Todo el mundo
debería inventarse su final perfecto.
No por lo de perfecto,
sino porque tener un final
nos lleva siempre a un principio.
Y la vida debería estar llena de principios
de esos que no hay que perder
y de esos que no hay que perderse.
Hay veces que hay que pararse a respirar.
Y mirar,
despacio.
Esto sí, aquí no,
esta persona por supuesto,
esta otra ni un momento.
Crear un puzle nuevo
con las piezas imprescindibles
y los huecos rellenables.
Todo el mundo debería inventarse su final.
Perfecto.
Nací en una isla (en 1978) y no sé nadar. He vivido en tres ciudades, nueve hogares y alguna casa. Me he enamorado una vez. He bajado corriendo de un tren en llamas y he visto explotar una bomba. No creo en las cosas que duran para siempre. O sí, no lo sé. Las fresas, con leche condensada. Cada cierto tiempo necesito cambiar cosas de sitio, ya sean muebles, personas o toda mi vida. Si no viajo, no puedo respirar. Tengo incontinencia sentiverbal. Me pierdo en cualquier atardecer, a ser posible con mar. Prequiero demasiado rápido y desquiero demasiado lento. No recuerdo la última vez que me dormí pronto. Mido el tiempo en medias cervezas y no hago planes a más de cerveza y media.
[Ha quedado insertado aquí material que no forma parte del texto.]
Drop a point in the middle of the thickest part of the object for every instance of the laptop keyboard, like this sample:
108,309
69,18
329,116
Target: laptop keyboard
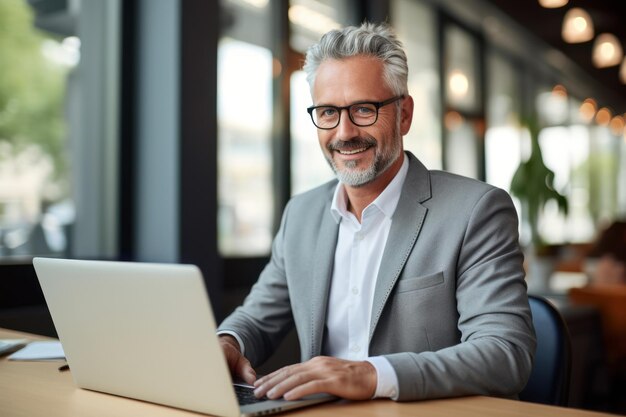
245,395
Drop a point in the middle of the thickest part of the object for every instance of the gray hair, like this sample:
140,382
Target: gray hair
369,39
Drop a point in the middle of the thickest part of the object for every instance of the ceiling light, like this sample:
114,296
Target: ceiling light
458,83
607,51
603,116
622,72
588,109
577,26
617,125
552,4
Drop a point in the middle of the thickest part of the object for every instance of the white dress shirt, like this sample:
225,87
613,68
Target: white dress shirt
358,256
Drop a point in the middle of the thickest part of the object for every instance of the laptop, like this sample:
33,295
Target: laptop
145,331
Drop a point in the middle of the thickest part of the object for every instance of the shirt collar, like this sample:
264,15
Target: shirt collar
386,202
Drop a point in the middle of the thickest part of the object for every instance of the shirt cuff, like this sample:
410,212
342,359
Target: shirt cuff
242,348
387,383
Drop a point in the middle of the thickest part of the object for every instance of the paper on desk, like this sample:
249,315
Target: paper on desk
39,351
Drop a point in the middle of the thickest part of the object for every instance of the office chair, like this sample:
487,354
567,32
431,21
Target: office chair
550,377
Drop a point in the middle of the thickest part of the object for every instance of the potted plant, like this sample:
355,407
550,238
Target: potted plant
533,185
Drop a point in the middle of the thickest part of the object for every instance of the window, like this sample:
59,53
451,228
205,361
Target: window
463,119
36,205
415,23
245,77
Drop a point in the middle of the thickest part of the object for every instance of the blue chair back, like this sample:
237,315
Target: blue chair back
550,376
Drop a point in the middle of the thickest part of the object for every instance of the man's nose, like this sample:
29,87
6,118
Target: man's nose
346,129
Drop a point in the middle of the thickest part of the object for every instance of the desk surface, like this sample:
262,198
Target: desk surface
39,389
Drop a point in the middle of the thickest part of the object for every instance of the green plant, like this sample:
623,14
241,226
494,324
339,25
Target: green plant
533,184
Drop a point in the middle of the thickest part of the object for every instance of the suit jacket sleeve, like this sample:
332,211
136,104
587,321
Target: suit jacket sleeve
265,316
494,356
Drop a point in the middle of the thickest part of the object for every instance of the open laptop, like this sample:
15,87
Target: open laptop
144,331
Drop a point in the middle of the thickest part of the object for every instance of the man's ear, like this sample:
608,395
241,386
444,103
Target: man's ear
406,115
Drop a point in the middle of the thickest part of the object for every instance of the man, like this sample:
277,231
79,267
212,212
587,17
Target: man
401,282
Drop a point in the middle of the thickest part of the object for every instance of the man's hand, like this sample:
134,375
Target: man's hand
346,379
237,363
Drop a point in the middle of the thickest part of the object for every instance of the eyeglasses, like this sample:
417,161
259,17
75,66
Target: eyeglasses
362,114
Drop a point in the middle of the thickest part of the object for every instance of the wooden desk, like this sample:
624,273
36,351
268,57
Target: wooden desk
38,389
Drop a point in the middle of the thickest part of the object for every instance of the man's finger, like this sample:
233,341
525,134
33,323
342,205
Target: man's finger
244,370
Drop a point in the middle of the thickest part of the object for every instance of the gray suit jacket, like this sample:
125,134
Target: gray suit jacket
450,308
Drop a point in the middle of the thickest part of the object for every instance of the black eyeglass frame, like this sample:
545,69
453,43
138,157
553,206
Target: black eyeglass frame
339,109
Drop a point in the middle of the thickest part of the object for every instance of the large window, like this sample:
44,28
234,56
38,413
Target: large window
36,206
415,23
244,96
463,119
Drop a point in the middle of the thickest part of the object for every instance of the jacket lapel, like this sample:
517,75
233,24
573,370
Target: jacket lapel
405,228
324,256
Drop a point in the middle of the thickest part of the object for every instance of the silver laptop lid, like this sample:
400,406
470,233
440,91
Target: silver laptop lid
139,330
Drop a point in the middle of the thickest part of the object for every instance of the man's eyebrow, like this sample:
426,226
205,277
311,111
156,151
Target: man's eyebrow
350,104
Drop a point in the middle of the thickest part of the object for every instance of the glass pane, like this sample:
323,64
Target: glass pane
462,69
244,131
462,153
415,25
36,208
244,101
502,138
566,151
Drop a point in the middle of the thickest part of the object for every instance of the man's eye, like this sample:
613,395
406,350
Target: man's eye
328,112
363,110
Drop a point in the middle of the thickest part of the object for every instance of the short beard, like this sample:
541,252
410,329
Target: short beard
357,178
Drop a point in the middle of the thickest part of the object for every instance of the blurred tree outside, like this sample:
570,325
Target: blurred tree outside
33,155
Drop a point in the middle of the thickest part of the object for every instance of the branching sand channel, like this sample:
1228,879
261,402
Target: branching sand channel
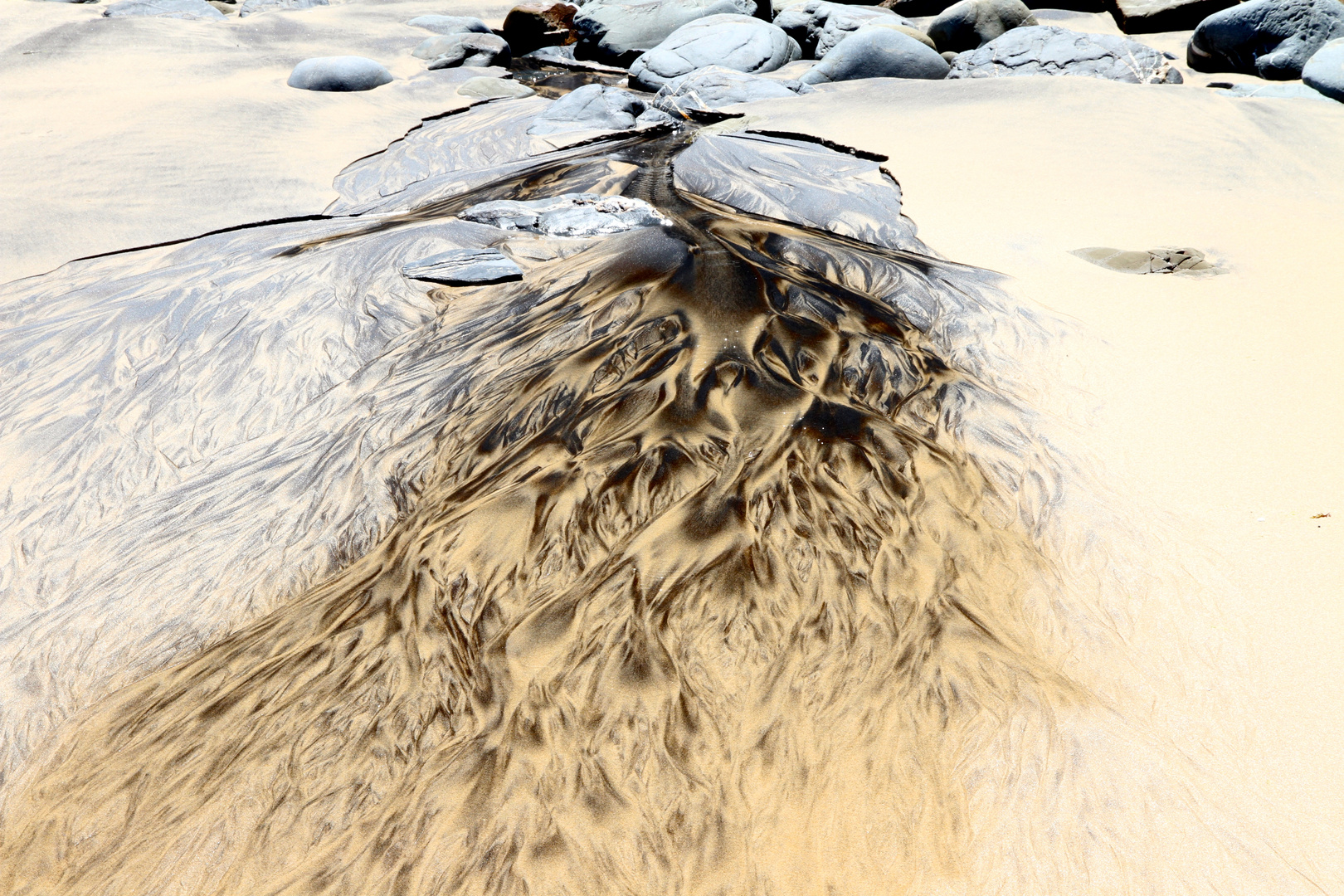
719,557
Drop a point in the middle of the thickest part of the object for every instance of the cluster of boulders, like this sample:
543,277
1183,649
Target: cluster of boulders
699,56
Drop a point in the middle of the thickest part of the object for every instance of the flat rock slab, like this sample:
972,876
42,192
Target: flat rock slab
1049,50
1166,260
1324,71
797,182
1147,17
253,7
1268,38
617,32
567,215
164,10
339,74
730,41
714,86
464,268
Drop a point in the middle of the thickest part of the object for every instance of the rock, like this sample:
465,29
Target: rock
563,58
251,7
875,51
806,21
728,41
567,215
464,268
339,74
531,26
845,21
1268,38
470,50
1049,50
464,45
617,32
1324,71
450,24
1166,260
163,10
715,86
1274,91
797,182
1147,17
973,23
592,108
494,89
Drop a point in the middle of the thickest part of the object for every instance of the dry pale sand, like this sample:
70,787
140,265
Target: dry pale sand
1218,398
1214,402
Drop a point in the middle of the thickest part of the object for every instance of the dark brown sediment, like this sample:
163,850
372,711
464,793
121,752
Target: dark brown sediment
726,579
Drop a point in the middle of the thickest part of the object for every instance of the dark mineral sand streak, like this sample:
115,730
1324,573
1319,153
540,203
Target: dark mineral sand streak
707,594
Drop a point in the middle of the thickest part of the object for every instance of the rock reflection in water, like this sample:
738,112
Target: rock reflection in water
724,557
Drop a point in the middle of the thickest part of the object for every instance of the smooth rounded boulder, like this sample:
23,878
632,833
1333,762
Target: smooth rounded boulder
973,23
1324,71
806,21
1049,50
714,86
845,21
617,32
1268,38
339,74
878,52
735,42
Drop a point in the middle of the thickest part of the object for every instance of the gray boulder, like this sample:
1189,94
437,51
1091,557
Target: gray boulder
464,268
1324,71
339,74
596,108
567,215
1049,50
715,86
1268,38
806,21
253,7
1164,260
973,23
797,182
875,51
730,41
450,24
617,32
845,21
472,50
163,10
1147,17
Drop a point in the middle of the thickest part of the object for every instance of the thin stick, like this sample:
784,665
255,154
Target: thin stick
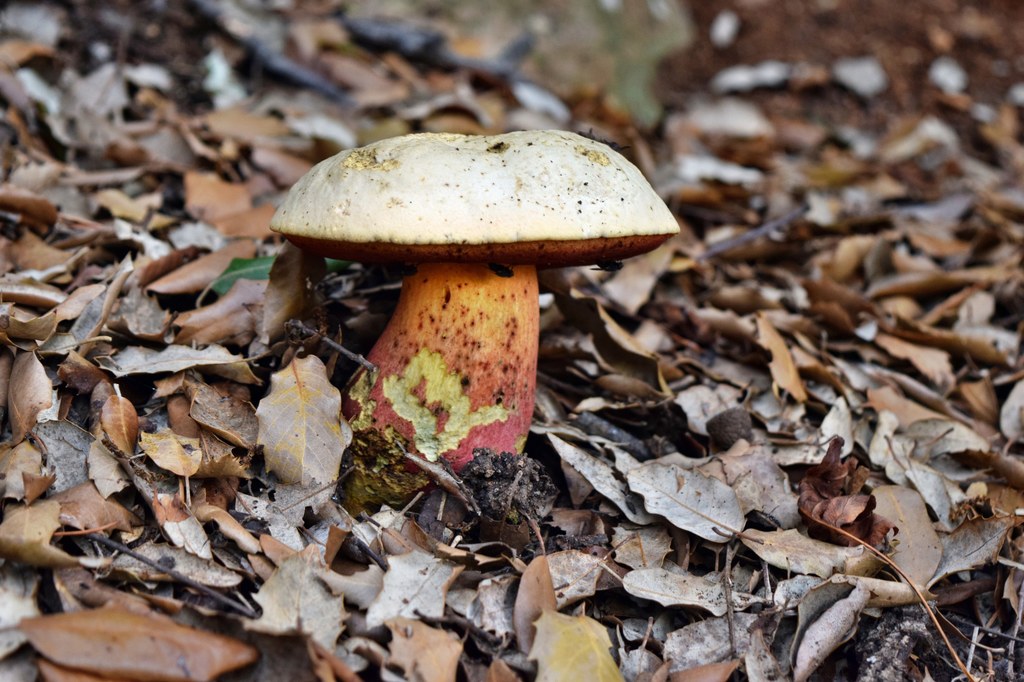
181,578
308,332
762,230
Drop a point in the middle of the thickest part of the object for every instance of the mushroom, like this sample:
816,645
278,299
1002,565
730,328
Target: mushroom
476,216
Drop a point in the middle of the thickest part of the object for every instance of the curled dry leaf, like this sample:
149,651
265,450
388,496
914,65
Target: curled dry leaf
29,393
415,586
567,645
116,643
423,653
536,595
120,423
300,424
824,635
827,500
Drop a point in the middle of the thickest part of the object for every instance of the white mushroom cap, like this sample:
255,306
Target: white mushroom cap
549,197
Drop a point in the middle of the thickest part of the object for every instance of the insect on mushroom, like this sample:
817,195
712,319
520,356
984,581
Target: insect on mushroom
457,363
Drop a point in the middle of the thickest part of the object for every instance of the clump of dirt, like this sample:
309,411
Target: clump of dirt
509,486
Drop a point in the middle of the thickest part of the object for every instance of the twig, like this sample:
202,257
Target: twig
762,230
308,332
272,61
924,602
179,577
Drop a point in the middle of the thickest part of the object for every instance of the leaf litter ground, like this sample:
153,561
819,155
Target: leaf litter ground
756,452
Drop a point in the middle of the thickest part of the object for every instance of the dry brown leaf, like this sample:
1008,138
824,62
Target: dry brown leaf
209,198
423,653
535,597
120,423
83,507
197,275
830,629
229,417
415,586
29,393
295,600
300,424
26,534
233,318
783,370
113,642
828,499
567,645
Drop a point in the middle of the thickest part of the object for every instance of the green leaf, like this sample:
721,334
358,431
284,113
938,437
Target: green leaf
259,268
243,268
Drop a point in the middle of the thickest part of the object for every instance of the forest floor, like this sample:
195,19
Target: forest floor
785,444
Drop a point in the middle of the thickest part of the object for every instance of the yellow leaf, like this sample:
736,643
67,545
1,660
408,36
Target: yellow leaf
300,425
568,648
172,453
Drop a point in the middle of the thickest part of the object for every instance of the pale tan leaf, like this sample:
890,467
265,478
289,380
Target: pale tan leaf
795,552
536,595
83,507
424,653
824,635
26,534
415,586
300,424
919,550
688,499
290,292
567,645
232,318
682,589
296,601
29,393
117,643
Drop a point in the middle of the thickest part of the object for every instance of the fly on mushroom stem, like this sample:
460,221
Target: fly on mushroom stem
476,216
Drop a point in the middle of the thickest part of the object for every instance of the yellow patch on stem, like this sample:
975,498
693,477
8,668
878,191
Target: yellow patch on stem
443,387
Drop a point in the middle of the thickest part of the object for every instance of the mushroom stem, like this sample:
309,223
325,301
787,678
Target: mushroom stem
457,369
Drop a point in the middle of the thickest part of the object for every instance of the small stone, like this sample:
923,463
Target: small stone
724,29
728,426
946,74
743,78
863,76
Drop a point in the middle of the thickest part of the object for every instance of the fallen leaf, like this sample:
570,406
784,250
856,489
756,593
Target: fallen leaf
172,453
423,653
783,370
115,643
295,600
566,645
919,550
688,499
683,589
415,586
29,394
535,597
832,628
120,423
828,500
300,425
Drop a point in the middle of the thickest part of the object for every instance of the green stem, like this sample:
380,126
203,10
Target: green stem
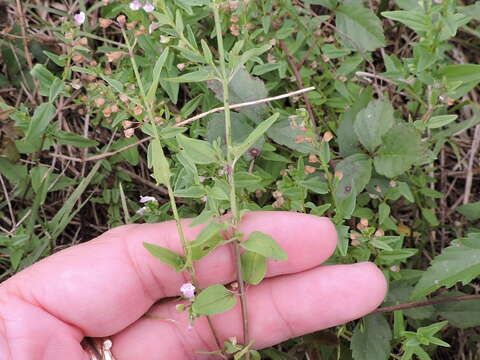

Lloro en las manifestaciones cuando oigo a Labordeta. Te necesito cerca, pero no encima. Siempre voy con el más débil. No imagino un mundo sin queso, ni sin chocolate. Casi siempre es mejor dar que recibir, y no estoy hablando de sexo; no solo de sexo. La reina de mi casa es una gata coja que no para de ronronear. La empatía debería mover el mundo, no solo el mío.